Digital Dual-Loop Interleaving Control Algorithm for Asymmetric Multiphase Buck Converter With Ultrafast Load Transient

In this article, a novel digital dual-loop interleaving control algorithm is proposed for an asymmetric multiphase buck converter to further enhance the transient response under the large load step and ultrafast slew rate. The proposed dual loop consists of a novel nonlinear average current loop and a digital integration constant ON-time (DICOT) controlled voltage loop, which are interleaving connected. The normal phases with average current control aim to deliver the majority of power, while the auxiliary phases with DICOT control are designed to regulate the output voltage and for the fast transient response.

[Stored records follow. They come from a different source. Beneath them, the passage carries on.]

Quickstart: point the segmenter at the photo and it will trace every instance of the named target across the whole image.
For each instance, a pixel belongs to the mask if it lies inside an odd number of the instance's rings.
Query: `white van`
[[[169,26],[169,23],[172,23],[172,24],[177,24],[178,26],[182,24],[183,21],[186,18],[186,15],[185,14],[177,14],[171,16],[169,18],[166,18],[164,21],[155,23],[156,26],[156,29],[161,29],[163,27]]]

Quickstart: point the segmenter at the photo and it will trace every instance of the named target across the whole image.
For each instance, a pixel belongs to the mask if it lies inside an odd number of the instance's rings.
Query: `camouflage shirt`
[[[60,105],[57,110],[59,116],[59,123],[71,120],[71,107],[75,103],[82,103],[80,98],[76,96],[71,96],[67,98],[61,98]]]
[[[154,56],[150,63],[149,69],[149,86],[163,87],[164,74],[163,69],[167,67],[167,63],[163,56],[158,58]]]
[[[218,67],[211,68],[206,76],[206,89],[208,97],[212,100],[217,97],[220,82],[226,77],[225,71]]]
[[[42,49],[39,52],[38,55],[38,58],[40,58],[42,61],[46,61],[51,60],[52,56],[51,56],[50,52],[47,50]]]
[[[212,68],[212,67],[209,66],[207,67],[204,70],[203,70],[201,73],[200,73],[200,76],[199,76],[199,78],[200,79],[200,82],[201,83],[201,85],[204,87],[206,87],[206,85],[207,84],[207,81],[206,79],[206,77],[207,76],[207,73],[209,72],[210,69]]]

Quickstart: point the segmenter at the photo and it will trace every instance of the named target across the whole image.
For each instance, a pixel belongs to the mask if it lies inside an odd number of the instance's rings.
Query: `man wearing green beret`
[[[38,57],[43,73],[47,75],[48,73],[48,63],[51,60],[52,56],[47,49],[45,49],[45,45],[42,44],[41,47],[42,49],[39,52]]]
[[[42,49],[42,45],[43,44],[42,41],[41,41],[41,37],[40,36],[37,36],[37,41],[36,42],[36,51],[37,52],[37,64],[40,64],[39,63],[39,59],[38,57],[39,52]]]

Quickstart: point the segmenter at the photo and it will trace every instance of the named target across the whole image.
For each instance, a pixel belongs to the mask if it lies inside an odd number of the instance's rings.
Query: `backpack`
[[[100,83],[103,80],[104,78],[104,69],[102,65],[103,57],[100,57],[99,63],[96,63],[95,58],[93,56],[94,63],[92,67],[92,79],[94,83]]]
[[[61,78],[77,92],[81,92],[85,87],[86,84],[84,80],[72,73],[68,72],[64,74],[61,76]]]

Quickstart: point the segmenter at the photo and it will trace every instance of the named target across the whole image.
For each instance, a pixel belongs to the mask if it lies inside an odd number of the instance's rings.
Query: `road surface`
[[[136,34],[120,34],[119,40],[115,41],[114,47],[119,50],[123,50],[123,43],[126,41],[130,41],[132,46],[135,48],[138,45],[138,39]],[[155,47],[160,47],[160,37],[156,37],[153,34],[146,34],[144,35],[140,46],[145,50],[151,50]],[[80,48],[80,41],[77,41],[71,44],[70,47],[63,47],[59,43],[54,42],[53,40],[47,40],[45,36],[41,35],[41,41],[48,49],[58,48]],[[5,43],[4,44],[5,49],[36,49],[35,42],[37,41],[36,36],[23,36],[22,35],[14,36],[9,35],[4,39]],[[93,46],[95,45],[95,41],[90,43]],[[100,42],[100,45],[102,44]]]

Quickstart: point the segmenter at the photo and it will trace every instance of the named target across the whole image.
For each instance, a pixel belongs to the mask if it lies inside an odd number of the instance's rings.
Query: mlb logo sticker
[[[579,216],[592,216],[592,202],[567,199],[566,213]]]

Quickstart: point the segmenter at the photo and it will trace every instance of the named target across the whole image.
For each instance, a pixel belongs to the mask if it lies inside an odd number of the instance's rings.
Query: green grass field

With the interleaving control approach, the average inductor current of auxiliary phases remains unchanged in a steady state under different load conditions and that of normal phases follows the load current level. Compared to existing researches, the proposed digital dual-loop interleaving control has robust operation in auxiliary phases and flexibility control of normal and auxiliary phases, as well as the simple hardware implementation. The proposed algorithm is constructed in field-programmable gate array and is applied on the eight phases asymmetric buck system, the maximum load step of 250 A with the current slew rate of 1200 A/mu s is tested, the undershoot and overshoot are 30 and 41 mV respectively, and the recovery times are around 20 mu s.